The CPI measures current price levels for the goods and services that Americans buy. The Bureau of Labor Statistics collects price data on a basket of different items, ranging from necessities like food, clothing and housing to more discretionary expenses like eating out and entertainment. The resulting figure is then compared to those of previous months to determine the inflation rate, which is used in a variety of ways, including cost-of-living increases for Social Security and other government benefits.
The unemployment rate measures the percentage of workers within the total labor force who don't have a job, but who have looked for work in the past four weeks, and who are available to work. Those temporarily laid off from their jobs are also included as unemployed. Yet as critical as the figure is as a measure of how many people are out of work and therefore suffering financial hardship from a lack of a paycheck, one key item to note about the unemployment rate is that the number does not reflect workers who have stopped looking for work entirely.

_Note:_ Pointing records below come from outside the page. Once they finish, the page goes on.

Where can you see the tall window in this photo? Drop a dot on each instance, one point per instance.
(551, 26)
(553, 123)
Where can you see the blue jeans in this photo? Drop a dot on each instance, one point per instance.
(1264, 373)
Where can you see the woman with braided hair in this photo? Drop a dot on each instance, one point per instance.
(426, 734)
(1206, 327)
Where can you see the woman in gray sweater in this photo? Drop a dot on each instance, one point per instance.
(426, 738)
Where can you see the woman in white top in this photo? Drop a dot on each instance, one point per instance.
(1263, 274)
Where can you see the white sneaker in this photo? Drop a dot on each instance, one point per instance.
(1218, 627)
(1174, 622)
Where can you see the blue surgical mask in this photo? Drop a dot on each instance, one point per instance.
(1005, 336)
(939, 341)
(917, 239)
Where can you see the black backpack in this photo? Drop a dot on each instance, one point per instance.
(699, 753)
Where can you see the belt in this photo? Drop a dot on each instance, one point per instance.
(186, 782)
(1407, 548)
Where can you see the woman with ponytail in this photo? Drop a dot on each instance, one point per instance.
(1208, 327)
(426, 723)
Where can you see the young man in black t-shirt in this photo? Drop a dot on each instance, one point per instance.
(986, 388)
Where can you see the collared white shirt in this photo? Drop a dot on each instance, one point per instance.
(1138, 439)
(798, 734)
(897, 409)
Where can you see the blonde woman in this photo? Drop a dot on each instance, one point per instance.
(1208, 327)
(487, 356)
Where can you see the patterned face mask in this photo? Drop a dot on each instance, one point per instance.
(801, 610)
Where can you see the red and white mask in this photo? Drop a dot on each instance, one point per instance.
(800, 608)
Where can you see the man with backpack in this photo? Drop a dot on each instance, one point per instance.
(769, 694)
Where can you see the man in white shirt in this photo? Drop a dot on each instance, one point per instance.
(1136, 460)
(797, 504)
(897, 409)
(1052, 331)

It's therefore important to look beyond the headline numbers to see whether the overall workforce is growing or shrinking.
The trade deficit measures the difference between the value of a nation's imported and exported goods. When exports exceed imports, a country runs a trade surplus. But in the U.S., imports have exceeded exports consistently for decades. The figure is important as a measure of U.S. competitiveness in the global market, as well as the nation's dependence on foreign countries.
Each month, the Bureau of Economic Analysis measures changes in the total amount of income that the U.S. population earns, as well as the total amount they spend on goods and services. But there's a reason we've combined them on one slide: In addition to being useful statistics separately for gauging Americans' earning power and spending activity, looking at those numbers in combination gives you a sense of how much people are saving for their future.
Consumers play a vital role in powering the overall economy, and so measures of how confident they are about the economy's prospects are important in predicting its future health. The Conference Board does a survey asking consumers to give their assessment of both current and future economic conditions, with questions about business and employment conditions as well as expected future family income.
The health of the housing market is closely tied to the overall direction of the broader economy. The S&P/Case-Shiller Home Price Index, named for economists Karl Case and Robert Shiller, provides a way to measure home prices, allowing comparisons not just across time but also among different markets in cities and regions of the nation. The number is important not just to home builders and home buyers, but to the millions of people with jobs related to housing and construction.
Most economic data provides a backward-looking view of what has already happened to the economy. But the Conference Board's Leading Economic Index attempts to gauge the future. To do so, the index looks at data on employment, manufacturing, home construction, consumer sentiment, and the stock and bond markets to put together a complete picture of expected economic conditions ahead.